Ia menilai langkah tersebut selaras dengan prinsip hukum yang adil dan mengedepankan pendekatan damai.
"Ini memang sudah seharusnya demikian," kata Jimly melalui akun X resminya, @JimlyAs, Minggu (4/8/2025).
Dikatakan mantan Ketua Mahkamah Konstitusi itu, tindakan Polri mencerminkan penerapan hukum yang bersifat restoratif dan rekonsiliatif, yang penting bagi konsolidasi nasional.
"Selamat untuk Kepolisian yang mengutamakan solusi yang bersifat restoratif dan rekonsiliatif," lanjutnya.
Jimly juga mengaitkan keputusan tersebut dengan langkah Presiden yang dikabarkan akan segera memberikan abolisi dan amnesti umum dalam rangka menyambut HUT ke-80 RI.
"Sejalan dengan keputusan pemberian abolisi dan amnesti umum oleh Presiden, menjelang perayaan Hari Kemerdekaan 17 Agustus 2025," tandasnya.
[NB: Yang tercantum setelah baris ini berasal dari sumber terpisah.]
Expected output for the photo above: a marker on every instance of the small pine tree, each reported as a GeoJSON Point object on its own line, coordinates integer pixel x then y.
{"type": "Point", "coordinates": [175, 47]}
Sebelumnya, Bareskrim Polri memutuskan untuk menghentikan penyelidikan kasus ijazah Presiden Jokowi.
Keputusan ini dituangkan dalam Surat Pemberitahuan Perkembangan Penanganan Dumas (SP3D), yang ditandatangani oleh Brigjen Pol Sumarto selaku Kepala Biro Pengawasan Penyidikan Bareskrim.
Surat itu telah disampaikan kepada pelapor, Wakil Ketua TPUA, Rizal Fadillah.
"Penghentian penyelidikan sudah sesuai dengan ketentuan yang berlaku," demikian salah satu kutipan dari surat SP3D yang beredar pada Selasa (5/8/2025).
Polri menilai, bukti-bukti yang diajukan oleh Tim Pembela Ulama dan Aktivis (TPUA) tidak memenuhi syarat sebagai alat bukti hukum, sehingga tidak cukup kuat untuk melanjutkan ke tahap penyidikan.
Namun, langkah Bareskrim ini tidak diterima begitu saja oleh TPUA. Mereka mengajukan surat keberatan terhadap keputusan tersebut.
Dalam surat itu, TPUA menyatakan bahwa dasar penghentian penyelidikan tidak sejalan dengan Kitab Undang-Undang Hukum Acara Pidana (KUHAP) dan Peraturan Kapolri (Perkapolri).
"Bahwa penghentian penyelidikan 22 Mei 2025 yang dibenarkan dalam SP3D 25 Juli 2025 berdasar alasan ‘sudah sesuai dengan ketentuan hukum yang berlaku’ tidaklah benar, karena tidak sesuai dengan ketentuan KUHAP maupun Perkapolri," bunyi keberatan yang ditandatangani Rizal Fadillah, tertanggal 29 Juli 2025.
Ia juga menyoroti bahwa Presiden Jokowi maupun dokumen ijazah asli tidak pernah dihadirkan dalam gelar perkara khusus yang digelar pada 9 Juli 2025.
Lebih lanjut, Rizal menegaskan pentingnya memahami perbedaan antara barang bukti dan alat bukti sebagaimana diatur dalam hukum acara pidana.
"Pasal 184 KUHAP menyatakan bahwa alat bukti adalah keterangan saksi, keterangan ahli, surat, petunjuk, dan keterangan terdakwa," ucap Rizal.
Karena itu, TPUA menegaskan bahwa proses hukum seharusnya tetap dilanjutkan, dan Bareskrim tidak semestinya menghentikan penyelidikan tanpa pengujian lebih lanjut di tahap pembuktian.